My evangelical calls for dismantling systems of capitalism were usually met with counter-lectures about its impracticality. That it was too late now to reform the global economy.
If we look at the current scale of the Coronavirus pandemic, how it has no intention of discriminating between first world and third world, how its virality reveals how inter-connected our lives are, and yet, our lack of care and concern for each other, we should be able to register this seismic structural collapse as a wake-up call.
The author, George Tsakraklides, is on point when he writes that this virus is revealing just how sensitive and interdependent the economic system of the planet is. "It is a Jenga tower, hastily built and prone to collapse if just one of the bricks is pulled out." Tsakraklides is the author of various books that deal with the subject of climate change, his most recent being, "Disposable Earth", which contends with "how and why we gave the planet an expiration date."
On March 7, he published a post on his website titled, "The Virus that dared to stand up to Capitalism" in which he suggests that the current pandemic is very much a form of retribution by the planet against our over-consumptive, exploitative systems.
"The planet has begun to deploy its most sophisticated arsenal towards climate change: biological weapons. And it is paying back humanity with the same token: we tried to choke the planet in CO2, it is now trying to choke us with a virus that is a respiratory pathogen. Isn't it... vironic?" he asks. It's a very brief piece, and you can find it online easily, and he succinctly sermonises about how we became consumers, and how, increasingly, our demand for single-use goods transformed the planet into a single-use entity, and how we, too, have become products within this framework.
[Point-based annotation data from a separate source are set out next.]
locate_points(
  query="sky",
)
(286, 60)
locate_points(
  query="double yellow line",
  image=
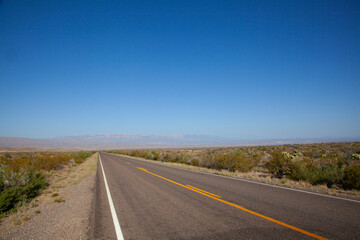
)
(218, 198)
It sounds alarmist, but if there was ever a moment in the history of humanity where we should indeed be alarmed, it is now, for, how we choose to respond to the catastrophe can set the tone for how we begin to rebuild the economies that are already collapsing.
Do we continue to champion capitalism in all its combinations and permutations? Or can we actively begin to imagine systems that are not exploitative, that can function in harmony within a larger ecosystem?
I read an article today, about how livestock dealers in Karnataka had begun burying chickens alive because the demand for the birds' flesh had dropped exponentially because of fake news that was being circulated linking its consumption to the Coronavirus outbreak. Dealers had realised it was too expensive to hold on to the birds because a kilo worth of feed cost more than a kilo of chicken. If we're not able to see the inhumanity of this, then we are beyond saving.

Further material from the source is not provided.